Vannacci non è un sintomo ma la cura. Propone un ritorno ad un “passato sicuro”, in cui le cose avevano ancora un senso e il mondo girava molto meglio di quello confusionario attuale. Un mondo in cui il Bene e il Male erano nettamente divisi, riconoscibili, le stagioni c’erano, in inverno faceva freddo e in estate caldo. Un mondo in cui c’era un padre e una madre e non genitore 1 e genitore 2. Un mondo un cui c’erano gli affetti e un tramonto aveva ancora un significato non solo estetico ma anche (e soprattutto) sentimentale. Altro che patriarcato. Allora si chiamava “romanticismo”. Un mondo in cui dire “la mia donna” o “il mio uomo” non era segno di possesso ma di una parola di cui si è perso il senso: amore.
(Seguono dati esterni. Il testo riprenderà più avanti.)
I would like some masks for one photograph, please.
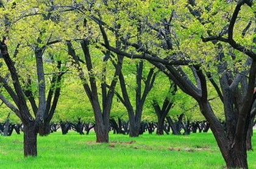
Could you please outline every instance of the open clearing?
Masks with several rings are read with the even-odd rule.
[[[0,137],[0,168],[223,168],[225,164],[211,133],[138,138],[110,134],[109,143],[95,139],[93,133],[38,137],[38,156],[24,158],[22,135]],[[252,141],[255,147],[255,137]],[[248,153],[249,168],[256,168],[255,159],[255,152]]]

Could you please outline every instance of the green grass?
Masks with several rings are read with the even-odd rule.
[[[255,133],[256,134],[256,133]],[[38,137],[36,158],[23,157],[23,136],[0,137],[0,168],[223,168],[212,133],[184,136],[144,134],[138,138],[110,134],[110,143],[96,143],[95,135],[70,132]],[[253,138],[253,146],[256,139]],[[249,152],[250,168],[256,154]]]

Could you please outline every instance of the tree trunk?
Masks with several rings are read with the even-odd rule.
[[[253,119],[252,119],[253,120]],[[252,137],[253,133],[253,120],[251,120],[249,124],[248,131],[246,134],[246,150],[251,151],[252,150]]]
[[[51,125],[50,123],[44,122],[43,124],[39,126],[38,134],[40,136],[46,136],[50,134]]]
[[[157,135],[163,135],[163,125],[165,123],[165,118],[158,118],[157,120]]]
[[[130,120],[130,128],[129,135],[131,137],[138,137],[140,134],[140,123],[135,120]]]
[[[37,156],[37,133],[34,125],[24,125],[24,156]]]
[[[96,135],[97,143],[108,143],[108,130],[105,129],[104,127],[99,127],[96,125],[95,133]]]

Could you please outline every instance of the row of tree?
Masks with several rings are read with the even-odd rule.
[[[247,168],[256,112],[253,1],[2,0],[0,7],[0,99],[23,123],[25,156],[37,156],[37,133],[49,134],[67,74],[77,72],[80,80],[96,141],[108,142],[114,95],[128,112],[130,136],[138,136],[143,105],[161,71],[172,81],[162,82],[170,95],[177,86],[197,102],[227,167]],[[135,99],[123,71],[129,67],[126,58],[139,59]],[[146,72],[145,60],[153,66]],[[226,126],[212,108],[213,89]],[[152,102],[159,124],[173,100],[162,103]]]

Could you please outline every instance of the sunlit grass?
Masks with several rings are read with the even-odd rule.
[[[37,157],[24,158],[22,135],[1,136],[0,168],[188,169],[223,168],[225,165],[212,133],[144,134],[138,138],[110,134],[110,143],[96,143],[93,133],[55,133],[38,137]],[[248,154],[250,168],[256,168],[255,153]]]

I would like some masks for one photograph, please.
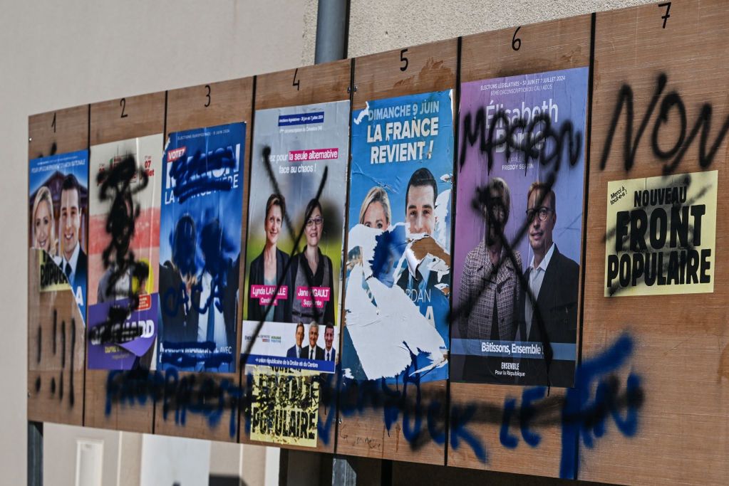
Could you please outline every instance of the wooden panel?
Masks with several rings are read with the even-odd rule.
[[[349,100],[351,62],[350,59],[343,59],[326,64],[299,68],[297,70],[290,69],[257,76],[256,110]],[[293,85],[295,80],[295,82],[298,83],[298,87]],[[328,184],[346,184],[346,180],[335,180],[331,178],[331,173],[330,178]],[[341,321],[340,320],[340,322]],[[341,332],[340,333],[340,347],[337,349],[341,349],[340,340]],[[243,378],[246,383],[252,383],[254,367],[246,367],[245,373]],[[312,381],[315,380],[319,382],[319,421],[321,423],[323,429],[320,426],[318,430],[316,448],[251,440],[250,432],[246,431],[245,422],[241,423],[241,442],[257,445],[276,445],[286,449],[321,453],[331,453],[334,452],[336,435],[335,420],[336,416],[336,394],[333,391],[333,375],[322,374],[297,379],[305,381],[308,383],[311,383]],[[249,386],[246,387],[246,391],[248,394],[252,392]],[[251,399],[252,397],[249,394],[247,400]],[[249,402],[246,402],[246,403],[249,403]],[[241,418],[249,423],[249,407],[246,406],[243,412],[245,417]]]
[[[163,91],[92,103],[90,145],[145,137],[162,133],[165,123]],[[106,403],[107,380],[112,373],[104,370],[87,370],[86,416],[85,426],[151,434],[154,402],[147,398]],[[117,379],[121,376],[114,374]],[[120,386],[130,387],[135,377],[127,376]],[[138,389],[125,394],[136,396]],[[133,404],[133,405],[132,405]]]
[[[343,59],[256,76],[256,109],[348,100],[351,61]]]
[[[729,477],[729,274],[717,260],[725,255],[729,236],[729,224],[720,212],[726,209],[722,196],[729,188],[727,140],[725,132],[719,135],[729,117],[725,67],[729,51],[725,43],[710,40],[729,34],[726,7],[722,0],[687,0],[671,2],[666,19],[663,18],[666,7],[655,4],[597,15],[588,216],[587,259],[590,264],[585,275],[583,350],[589,356],[627,332],[633,349],[628,362],[618,370],[620,389],[625,392],[625,375],[634,373],[640,377],[643,401],[636,407],[634,437],[624,437],[609,418],[606,435],[596,439],[594,448],[580,447],[580,479],[726,484]],[[666,76],[666,84],[657,95],[661,75]],[[636,147],[635,162],[629,170],[624,156],[628,119],[625,107],[613,124],[620,93],[625,87],[633,95],[631,143]],[[687,146],[674,173],[702,170],[698,162],[701,138],[690,144],[689,134],[705,105],[712,108],[707,153],[720,142],[712,163],[706,167],[719,173],[720,212],[712,257],[720,264],[714,265],[714,292],[604,297],[604,236],[612,229],[606,221],[607,183],[663,174],[667,161],[658,156],[652,134],[654,127],[659,126],[661,103],[671,93],[679,97],[685,108],[686,138],[682,150]],[[655,108],[649,113],[654,100]],[[674,106],[660,125],[657,141],[663,151],[681,136],[678,113]],[[639,137],[638,128],[644,119],[647,124]],[[615,137],[603,169],[601,157],[613,126]],[[713,221],[703,224],[712,225]],[[625,414],[622,410],[621,415]]]
[[[523,25],[515,36],[515,27],[464,37],[461,81],[584,67],[590,63],[590,15]],[[512,44],[516,39],[521,41],[521,44],[514,44],[518,49]],[[460,117],[463,116],[461,113]],[[460,136],[462,140],[463,135]],[[459,147],[461,140],[457,142]],[[458,197],[469,195],[459,192]],[[455,237],[458,238],[457,234]],[[537,447],[530,447],[520,431],[520,410],[523,411],[522,394],[531,389],[538,390],[535,387],[452,383],[450,432],[456,441],[454,444],[451,437],[449,442],[448,465],[558,476],[562,452],[562,426],[558,418],[564,404],[565,389],[553,388],[548,397],[534,401],[532,430],[541,439]],[[515,410],[510,415],[506,404],[510,400],[515,400]],[[454,416],[467,416],[468,410],[472,410],[473,415],[467,423],[454,419]],[[454,421],[460,427],[453,426]],[[464,441],[464,431],[472,434],[483,447],[486,461]],[[504,431],[516,439],[515,447],[504,445],[502,437]]]
[[[165,92],[91,104],[90,145],[162,133]]]
[[[80,426],[84,317],[71,290],[41,292],[42,250],[28,250],[28,420]]]
[[[454,89],[457,57],[458,40],[453,39],[358,57],[353,108],[363,108],[371,100]],[[444,441],[432,439],[429,426],[432,431],[445,429],[447,382],[410,384],[407,397],[402,394],[395,399],[384,386],[378,381],[352,382],[342,391],[337,453],[445,464]],[[392,394],[402,391],[389,388]],[[419,434],[413,439],[408,432],[415,431]]]
[[[165,139],[167,135],[174,132],[227,123],[246,123],[246,147],[241,170],[246,180],[243,185],[241,275],[243,274],[243,262],[246,260],[246,226],[248,222],[247,202],[250,186],[248,164],[252,103],[252,77],[174,89],[168,93],[167,98]],[[206,106],[206,104],[208,106]],[[239,290],[238,302],[243,302],[242,292],[241,288]],[[241,352],[242,312],[243,306],[238,305],[236,316],[236,356]],[[168,409],[165,410],[164,397],[155,407],[155,433],[235,442],[238,439],[239,410],[238,401],[235,397],[239,390],[241,370],[234,373],[180,372],[179,381],[174,389],[165,391],[169,396]],[[199,403],[198,399],[200,401]],[[232,434],[231,414],[233,421]]]
[[[87,148],[88,111],[82,105],[29,116],[28,158]],[[28,419],[82,425],[85,316],[71,290],[39,291],[40,258],[29,250]]]
[[[455,89],[457,50],[458,39],[451,39],[357,57],[353,109],[369,100]]]
[[[461,82],[586,66],[590,22],[590,15],[580,15],[467,36]]]
[[[28,158],[87,148],[88,123],[88,105],[28,116]]]

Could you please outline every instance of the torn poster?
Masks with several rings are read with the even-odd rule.
[[[353,113],[346,376],[448,377],[453,112],[449,90]]]
[[[93,146],[88,367],[152,366],[159,302],[163,135]]]
[[[319,381],[316,373],[254,367],[251,440],[316,447]]]
[[[88,152],[39,157],[29,164],[29,244],[45,252],[38,269],[40,290],[71,289],[85,318]]]
[[[160,223],[160,369],[233,372],[246,124],[171,133]]]
[[[588,68],[461,84],[452,380],[573,386],[587,99]]]
[[[339,361],[348,122],[348,100],[256,111],[246,364],[333,373]]]

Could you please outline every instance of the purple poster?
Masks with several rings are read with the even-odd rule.
[[[454,381],[573,385],[588,71],[461,84]]]

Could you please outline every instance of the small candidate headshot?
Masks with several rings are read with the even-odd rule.
[[[429,170],[413,172],[405,193],[405,223],[410,234],[432,235],[435,231],[435,198],[438,186]]]
[[[319,324],[316,321],[312,321],[309,324],[309,345],[304,348],[305,358],[309,359],[324,359],[324,349],[316,345],[319,340]]]
[[[387,229],[392,220],[390,198],[381,187],[370,189],[359,208],[359,224],[367,228]]]
[[[327,324],[324,330],[324,359],[327,361],[335,361],[336,359],[337,350],[332,347],[334,343],[334,326]]]
[[[63,179],[61,188],[61,252],[66,260],[71,260],[79,244],[81,228],[81,195],[79,181],[69,174]]]
[[[296,344],[289,348],[289,351],[286,352],[286,357],[287,358],[300,358],[302,347],[301,345],[304,343],[304,323],[299,322],[296,324],[296,334],[295,335],[295,338],[296,339]]]

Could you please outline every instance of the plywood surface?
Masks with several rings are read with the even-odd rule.
[[[90,113],[92,146],[162,133],[165,92],[92,103]],[[95,187],[93,184],[91,190]],[[147,394],[136,389],[134,383],[137,383],[137,377],[128,376],[122,381],[118,373],[103,370],[87,370],[86,375],[85,425],[136,432],[152,431],[155,403]],[[109,378],[114,377],[118,381],[117,386],[125,387],[125,390],[107,395]],[[143,381],[140,378],[139,382]]]
[[[349,59],[256,76],[256,109],[349,99]]]
[[[714,293],[604,297],[607,182],[663,175],[666,161],[657,156],[652,135],[665,97],[677,94],[685,107],[687,133],[705,104],[712,107],[707,153],[729,117],[724,43],[706,41],[729,33],[729,10],[720,0],[649,4],[597,14],[593,143],[588,217],[583,351],[585,356],[614,343],[625,333],[632,340],[629,359],[618,370],[621,391],[625,375],[640,378],[643,402],[634,435],[626,437],[608,421],[604,438],[593,449],[580,447],[580,478],[617,483],[726,484],[729,477],[729,331],[727,326],[726,251],[729,226],[722,210],[728,188],[727,140],[720,140],[706,170],[719,171]],[[665,75],[665,87],[645,132],[639,124],[649,112]],[[607,134],[623,87],[633,94],[635,161],[625,168],[625,130],[621,115],[604,168],[601,167]],[[680,116],[672,108],[658,133],[668,151],[680,138]],[[686,142],[685,141],[684,143]],[[675,167],[677,174],[703,170],[697,137]],[[631,195],[632,196],[632,194]],[[704,224],[713,222],[706,221]],[[625,416],[625,410],[623,410]]]

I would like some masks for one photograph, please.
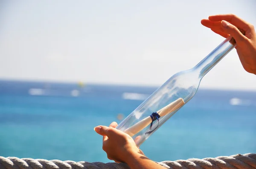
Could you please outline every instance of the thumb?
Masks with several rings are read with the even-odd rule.
[[[246,37],[240,31],[239,29],[233,25],[225,20],[221,21],[221,25],[225,31],[230,34],[236,40],[238,44],[244,42]]]
[[[94,130],[99,134],[105,136],[108,134],[108,130],[109,127],[104,126],[98,126],[93,129]]]

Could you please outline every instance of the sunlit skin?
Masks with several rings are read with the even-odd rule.
[[[236,15],[221,14],[209,17],[201,21],[202,24],[225,38],[232,36],[236,40],[237,53],[244,69],[256,74],[256,33],[253,26]],[[243,35],[237,27],[245,32]],[[147,158],[133,138],[115,128],[113,122],[109,127],[99,126],[94,128],[103,136],[102,149],[108,158],[117,163],[124,162],[131,169],[165,169]]]
[[[136,140],[116,129],[116,126],[117,124],[113,122],[109,127],[99,126],[94,128],[97,133],[103,136],[102,149],[108,159],[116,163],[125,163],[132,169],[166,169],[147,158],[136,146]]]
[[[236,41],[236,49],[245,70],[256,74],[256,33],[253,25],[233,14],[210,16],[202,24],[221,36],[232,36]],[[243,29],[244,36],[237,28]]]

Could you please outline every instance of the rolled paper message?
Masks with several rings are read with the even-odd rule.
[[[156,113],[159,115],[160,117],[163,117],[179,109],[184,104],[185,104],[185,102],[183,99],[179,98],[157,111]],[[152,121],[151,117],[151,116],[148,116],[125,130],[124,132],[128,134],[130,136],[132,137],[149,125],[153,122]]]

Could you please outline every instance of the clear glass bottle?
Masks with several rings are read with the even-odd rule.
[[[194,96],[202,78],[235,46],[230,37],[195,67],[173,75],[116,128],[132,136],[140,146]]]

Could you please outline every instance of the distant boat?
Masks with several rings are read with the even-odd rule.
[[[84,82],[79,82],[78,83],[78,86],[81,88],[83,88],[84,87],[84,86],[85,86],[84,83]]]

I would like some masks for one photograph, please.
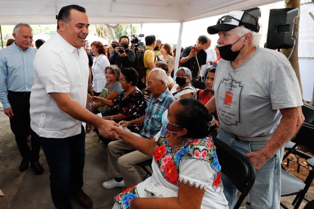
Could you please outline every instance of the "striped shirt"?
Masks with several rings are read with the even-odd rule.
[[[175,100],[168,88],[157,99],[155,99],[152,95],[149,96],[147,108],[145,110],[146,115],[144,127],[140,133],[142,137],[148,139],[153,138],[160,131],[163,126],[163,113],[169,108],[170,104]]]

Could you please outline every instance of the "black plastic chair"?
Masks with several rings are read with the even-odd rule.
[[[240,207],[255,181],[255,169],[251,161],[222,141],[213,137],[217,148],[218,161],[221,166],[224,185],[233,184],[241,192],[233,209]],[[231,160],[232,159],[232,160]]]
[[[304,116],[304,122],[314,125],[314,107],[303,103],[302,108],[302,113]]]
[[[295,146],[301,145],[305,147],[314,149],[314,126],[303,123],[299,132],[291,141],[295,143]],[[284,160],[290,153],[296,154],[306,159],[307,164],[311,167],[306,179],[303,182],[294,176],[282,169],[281,177],[281,196],[291,196],[296,194],[292,202],[295,205],[294,209],[298,208],[302,200],[309,201],[304,198],[308,188],[314,179],[314,158],[313,156],[302,152],[298,149],[291,149],[284,156]],[[287,163],[287,165],[289,164]],[[280,205],[284,208],[288,209],[282,202]]]
[[[314,200],[312,200],[308,202],[303,209],[313,209],[314,208]]]

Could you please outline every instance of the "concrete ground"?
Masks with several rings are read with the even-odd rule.
[[[2,106],[0,103],[0,107]],[[108,209],[113,205],[113,197],[124,188],[108,190],[102,188],[102,183],[109,180],[107,176],[107,150],[104,144],[97,143],[97,140],[96,133],[87,134],[83,190],[91,197],[93,208]],[[26,171],[20,172],[18,168],[21,160],[10,127],[9,118],[0,112],[0,188],[5,193],[5,196],[0,197],[0,209],[55,208],[50,195],[49,170],[42,150],[40,162],[45,172],[41,176],[35,175],[30,167]],[[147,178],[140,168],[138,168],[138,171],[143,178]],[[307,198],[314,199],[313,187],[310,188]],[[283,197],[282,201],[292,208],[291,203],[293,199],[293,197]],[[300,208],[303,208],[305,204],[303,201]],[[83,208],[74,201],[72,205],[74,209]]]

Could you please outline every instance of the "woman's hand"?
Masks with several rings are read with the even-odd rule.
[[[101,98],[99,96],[93,96],[93,101],[100,101],[101,99]]]
[[[105,117],[103,117],[102,119],[104,120],[108,120],[109,121],[111,121],[111,116],[105,116]]]
[[[117,126],[112,126],[109,128],[109,130],[115,131],[119,135],[119,137],[122,138],[125,137],[126,134],[130,133],[130,132],[125,131]]]
[[[122,127],[125,127],[130,125],[130,121],[121,121],[118,123],[118,125]]]

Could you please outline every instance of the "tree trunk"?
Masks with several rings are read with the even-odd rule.
[[[286,8],[289,7],[296,7],[299,8],[299,11],[300,11],[300,0],[285,0],[285,5]],[[295,23],[297,23],[294,24],[294,27],[293,30],[293,36],[295,37],[295,46],[294,48],[289,48],[289,49],[282,49],[281,50],[282,53],[287,57],[287,58],[289,57],[290,54],[291,54],[291,51],[293,49],[293,51],[291,54],[290,58],[289,59],[289,61],[292,66],[292,68],[294,70],[295,72],[295,74],[297,76],[297,78],[298,78],[298,81],[299,81],[299,84],[300,85],[300,89],[301,89],[301,95],[302,95],[302,98],[303,99],[303,91],[302,90],[302,85],[301,84],[301,79],[300,78],[300,69],[299,68],[299,58],[298,57],[298,31],[299,30],[299,22],[300,18],[299,17],[297,17],[295,19]]]

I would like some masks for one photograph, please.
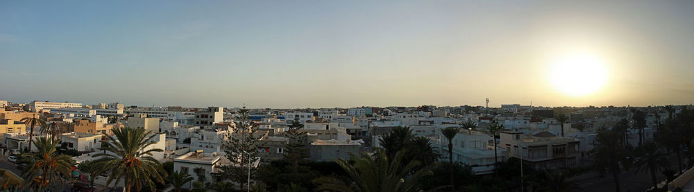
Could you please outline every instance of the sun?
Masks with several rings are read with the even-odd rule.
[[[603,61],[586,54],[570,55],[555,60],[549,75],[557,89],[572,96],[594,93],[602,87],[607,78]]]

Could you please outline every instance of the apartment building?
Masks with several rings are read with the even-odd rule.
[[[296,119],[298,119],[301,123],[306,123],[316,121],[316,117],[313,113],[287,112],[285,114],[285,119],[287,121],[287,123],[291,123]]]
[[[23,132],[26,130],[24,122],[11,119],[0,119],[0,134],[3,133]]]
[[[580,141],[559,137],[548,132],[535,134],[502,132],[499,147],[506,148],[509,157],[521,159],[536,168],[573,167],[580,161]]]
[[[437,132],[439,136],[434,138],[437,149],[440,151],[441,158],[448,158],[448,140],[441,132]],[[488,174],[493,173],[494,163],[496,159],[503,162],[507,159],[507,150],[498,146],[496,157],[494,155],[495,140],[491,136],[477,131],[462,130],[453,137],[453,161],[459,162],[470,166],[475,174]]]
[[[159,119],[149,118],[144,114],[128,117],[127,125],[130,128],[142,128],[145,130],[152,131],[153,133],[159,132]]]
[[[195,112],[196,126],[209,126],[224,121],[224,107],[210,107],[207,110]]]
[[[31,112],[40,112],[44,108],[81,108],[82,103],[56,103],[56,102],[40,102],[33,101],[30,104],[29,109]]]
[[[315,140],[311,142],[310,159],[330,162],[338,158],[349,159],[349,154],[359,154],[362,143],[357,141]]]
[[[22,111],[6,111],[4,108],[0,108],[0,119],[22,121],[26,117],[38,116],[38,113],[27,112]]]

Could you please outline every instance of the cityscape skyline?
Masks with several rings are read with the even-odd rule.
[[[3,1],[0,80],[18,83],[0,84],[0,99],[273,108],[484,105],[485,98],[494,106],[688,105],[693,9],[691,1]],[[596,67],[553,69],[576,54]]]

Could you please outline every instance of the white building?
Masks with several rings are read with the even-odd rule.
[[[82,103],[56,103],[33,101],[29,105],[32,112],[40,112],[44,108],[81,108]]]
[[[291,123],[291,122],[294,122],[294,121],[297,119],[298,119],[299,122],[301,123],[313,122],[314,121],[316,121],[315,117],[313,116],[313,113],[287,112],[285,114],[285,121],[286,121],[287,123]]]
[[[205,152],[221,152],[228,130],[199,130],[190,138],[190,150],[204,150]]]
[[[311,143],[310,159],[316,162],[330,162],[337,158],[349,159],[349,154],[359,154],[361,148],[362,143],[357,141],[319,139]]]
[[[448,140],[441,132],[438,141],[435,141],[437,149],[441,154],[441,158],[448,159]],[[453,161],[462,162],[472,166],[475,174],[487,174],[493,173],[495,139],[491,136],[471,130],[464,130],[453,137]],[[496,157],[498,162],[506,159],[507,150],[500,146],[497,146]]]
[[[101,134],[82,132],[64,133],[59,137],[62,145],[77,151],[94,151],[101,148]]]
[[[224,121],[224,107],[210,107],[207,110],[195,112],[196,126],[209,126]]]

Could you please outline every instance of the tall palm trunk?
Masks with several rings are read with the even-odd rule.
[[[564,122],[561,122],[561,137],[564,137]]]
[[[612,177],[614,178],[615,191],[616,192],[619,192],[619,177],[617,175],[617,171],[612,171]]]
[[[675,150],[677,150],[677,166],[679,166],[679,170],[677,170],[677,173],[682,172],[682,146],[677,144],[677,148]]]
[[[35,117],[36,115],[34,115],[34,116]],[[31,122],[31,128],[30,129],[31,130],[29,131],[29,149],[28,149],[29,151],[31,151],[31,141],[33,141],[34,138],[34,125],[34,125],[35,123]]]
[[[455,182],[453,180],[453,143],[451,143],[450,139],[448,139],[448,164],[450,166],[450,187],[452,189],[451,191],[455,191]]]
[[[655,164],[650,165],[651,181],[653,182],[653,189],[658,189],[657,179],[655,177]]]

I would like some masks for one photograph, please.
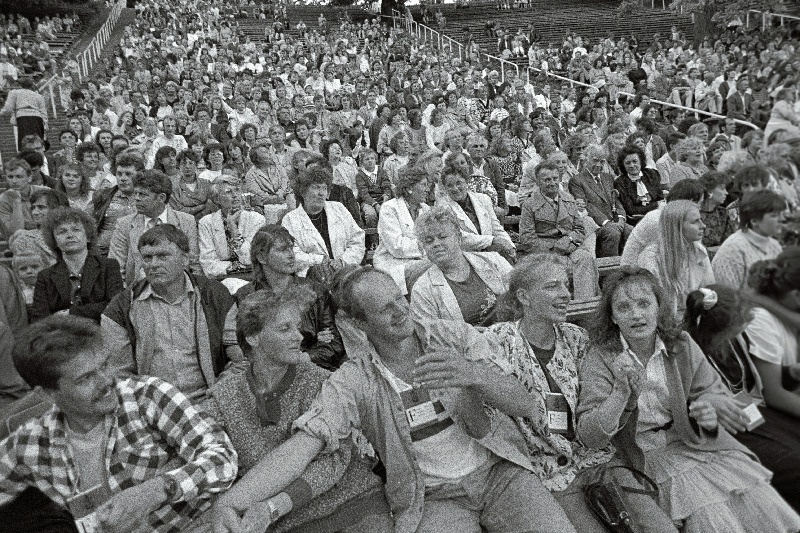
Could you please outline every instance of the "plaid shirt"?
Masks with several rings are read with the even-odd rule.
[[[174,503],[149,516],[161,533],[177,533],[210,506],[213,493],[236,477],[237,456],[228,436],[175,387],[153,377],[116,384],[119,406],[111,417],[105,450],[112,494],[159,475],[180,487]],[[66,507],[79,492],[64,415],[53,408],[0,443],[0,492],[16,495],[33,486]]]

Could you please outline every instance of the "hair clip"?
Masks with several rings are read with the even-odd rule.
[[[703,309],[709,311],[715,305],[717,305],[717,293],[711,289],[707,289],[705,287],[700,289],[700,292],[703,293]]]

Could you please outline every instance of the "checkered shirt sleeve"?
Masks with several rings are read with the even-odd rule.
[[[237,456],[230,439],[174,386],[157,378],[117,382],[120,406],[111,439],[108,484],[118,493],[159,475],[174,478],[176,502],[149,517],[159,533],[177,533],[210,506],[210,496],[233,483]],[[14,496],[35,486],[65,505],[77,493],[63,415],[55,409],[0,442],[0,492]]]
[[[154,512],[151,524],[160,532],[179,531],[185,518],[209,507],[211,494],[233,483],[237,473],[233,445],[214,420],[165,381],[131,378],[118,390],[122,415],[117,434],[132,449],[112,458],[109,484],[116,482],[124,490],[160,474],[174,478],[180,487],[178,501]],[[159,442],[149,445],[154,441]]]

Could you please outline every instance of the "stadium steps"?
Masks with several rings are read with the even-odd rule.
[[[136,19],[136,11],[133,9],[123,9],[122,13],[120,14],[120,18],[117,22],[116,28],[111,33],[111,36],[106,44],[105,49],[103,50],[103,57],[110,57],[113,54],[114,49],[119,43],[120,38],[122,38],[123,32],[125,27]],[[102,26],[102,22],[100,23]],[[99,26],[97,26],[99,28]],[[81,34],[82,35],[82,34]],[[91,41],[91,36],[87,39],[84,38],[86,36],[79,37],[78,41],[85,41],[86,44]],[[74,44],[74,43],[73,43]],[[94,76],[94,72],[89,73],[89,77],[91,78]],[[58,116],[52,116],[52,109],[50,108],[50,103],[48,101],[48,113],[50,114],[49,120],[49,131],[48,131],[48,140],[50,141],[50,151],[49,153],[55,152],[61,148],[59,141],[58,141],[58,132],[62,129],[67,127],[67,117],[64,113],[59,109]],[[2,155],[3,161],[8,161],[10,158],[14,157],[17,153],[17,145],[14,140],[14,129],[8,122],[8,117],[0,118],[0,155]]]
[[[689,16],[650,8],[642,8],[633,15],[620,16],[618,5],[618,0],[532,0],[530,8],[511,10],[498,10],[494,2],[473,2],[464,9],[456,9],[452,4],[435,5],[430,9],[431,13],[441,9],[446,19],[446,35],[463,43],[464,29],[469,28],[483,51],[490,55],[497,55],[497,41],[496,38],[483,35],[484,25],[489,20],[496,23],[496,28],[512,33],[516,33],[518,28],[525,31],[528,24],[532,23],[543,45],[553,43],[560,46],[568,31],[592,42],[609,35],[616,39],[635,35],[640,45],[651,43],[656,33],[669,35],[673,25],[687,36],[694,36]],[[412,10],[415,20],[419,21],[419,13],[419,8]],[[434,20],[429,26],[438,29]]]

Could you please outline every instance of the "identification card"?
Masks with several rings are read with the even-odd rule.
[[[426,389],[408,389],[400,393],[406,420],[411,428],[411,440],[427,439],[453,424],[439,400],[431,400]]]
[[[758,426],[766,422],[761,411],[758,409],[758,404],[747,394],[745,391],[740,391],[734,398],[746,405],[742,409],[747,417],[747,431],[753,431]]]
[[[111,498],[107,485],[95,485],[89,490],[67,498],[67,507],[80,533],[100,533],[97,509]]]
[[[564,395],[558,392],[548,392],[545,395],[547,407],[547,427],[551,433],[569,433],[569,403]]]

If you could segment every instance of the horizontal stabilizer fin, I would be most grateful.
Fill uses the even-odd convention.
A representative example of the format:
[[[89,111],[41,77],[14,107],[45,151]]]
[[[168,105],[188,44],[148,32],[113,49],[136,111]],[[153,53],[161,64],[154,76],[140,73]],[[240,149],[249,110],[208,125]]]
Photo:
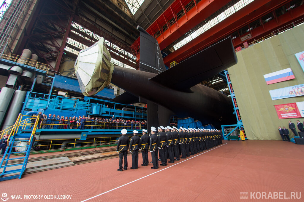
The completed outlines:
[[[231,38],[227,38],[158,74],[150,80],[173,89],[190,88],[237,63]]]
Un mondo in cui c’era rispetto per gli anziani e i giovani non si vestivano come satanassi per fare moda e trovare una fragile identità. Un mondo in cui la Giustizia funzionava e il buon senso la faceva da padrone. Un mondo in cui una borseggiatrice finiva dentro e se ti occupavano casa ci pensava la Polizia. Ora è il contrario. Un “Eden ideale”? No, c’erano problemi anche allora ma si sapeva come affrontarli, appunto con buon senso e misura. Questo ci dice il libro di Vannacci e questo ci propone il suo pensiero.